Tuesday, June 2, 2009

Snail's pace...

I got the bottom rail cap glued on the other night. Basically, I glued a solid wood strip on top of the bottom rail, to cover the plywood edge. Next step is to get mortises in for the slats on both the bottom and top rail.

Ready to drill the holes for the mortises in the bottom rail:

Holes for mortises in top rail. These look pretty ragged, but don't worry--they'll clean up fine with some chisel work. The job of the drill is just to make some space so your chisel has somewhere to push the wood. The stool you can see in the lower right belonged to my grandparents. I think my grandpa used it in his shop. It's a perfect height for sitting at my workbench, drawing things out, doing math, or laying out parts on wood:

Hard to see, but three of the mortises are now done (the three on the left). This was over an hour's work. I use the cordless drill, with a 9/32 bit (mortises are 5/16) to widen the mortises slightly to accommodate for some slop in drilling with the drill press and in the width of the slats:

I forgot how long it takes to do these mortises. They are especially hard in the bottom rail, because the plywood splinters and things when using the chisels on it. The top rail should go more quickly.
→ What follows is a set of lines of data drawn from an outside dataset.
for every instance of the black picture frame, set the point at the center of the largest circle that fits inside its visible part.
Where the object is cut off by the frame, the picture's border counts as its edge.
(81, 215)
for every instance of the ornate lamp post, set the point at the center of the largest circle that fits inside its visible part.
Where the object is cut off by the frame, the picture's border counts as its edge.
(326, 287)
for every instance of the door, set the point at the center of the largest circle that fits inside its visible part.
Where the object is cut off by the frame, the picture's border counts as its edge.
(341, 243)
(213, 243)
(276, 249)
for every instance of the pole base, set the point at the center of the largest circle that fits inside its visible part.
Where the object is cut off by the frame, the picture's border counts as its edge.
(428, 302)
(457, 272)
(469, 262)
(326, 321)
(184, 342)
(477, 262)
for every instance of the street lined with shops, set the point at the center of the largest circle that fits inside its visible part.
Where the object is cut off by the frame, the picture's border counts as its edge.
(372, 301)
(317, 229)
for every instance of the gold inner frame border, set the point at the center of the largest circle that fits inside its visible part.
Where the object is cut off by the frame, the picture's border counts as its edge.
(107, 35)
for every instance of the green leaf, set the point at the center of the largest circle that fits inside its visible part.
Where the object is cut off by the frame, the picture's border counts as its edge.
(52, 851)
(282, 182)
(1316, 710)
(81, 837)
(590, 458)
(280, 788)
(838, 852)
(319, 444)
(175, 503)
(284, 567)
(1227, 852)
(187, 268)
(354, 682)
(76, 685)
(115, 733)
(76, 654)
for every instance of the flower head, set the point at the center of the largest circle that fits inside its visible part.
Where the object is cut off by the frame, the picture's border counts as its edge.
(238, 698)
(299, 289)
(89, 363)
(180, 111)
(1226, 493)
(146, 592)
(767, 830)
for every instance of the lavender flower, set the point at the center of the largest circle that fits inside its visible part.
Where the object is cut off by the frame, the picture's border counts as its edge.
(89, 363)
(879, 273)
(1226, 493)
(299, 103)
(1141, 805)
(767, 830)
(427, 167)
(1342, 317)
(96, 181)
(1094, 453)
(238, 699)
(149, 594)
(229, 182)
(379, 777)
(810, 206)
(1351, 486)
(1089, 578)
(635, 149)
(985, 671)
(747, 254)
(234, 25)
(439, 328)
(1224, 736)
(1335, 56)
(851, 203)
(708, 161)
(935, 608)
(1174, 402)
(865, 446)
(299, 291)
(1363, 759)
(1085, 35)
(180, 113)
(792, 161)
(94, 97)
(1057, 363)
I am not working as slowly and carefully as I probably should. I figure this part of the bed is the part Henry will use the least. The regular headboard and footboard (which are used for the crib) also will be used with stretchers to make a full-size bed that he hopefully will be able to use for many years. The sides are used for both the crib and the toddler bed setup. The toddler bed "footboard" probably won't be used for more than 2 years.


Thursday, May 28, 2009

Back at it...

After a long hiatus, I am back at woodworking. I am stuck in a too-small, too-dimly-lit space for now--the 1 car garage in our rental house--but I have things set up so as to be workable.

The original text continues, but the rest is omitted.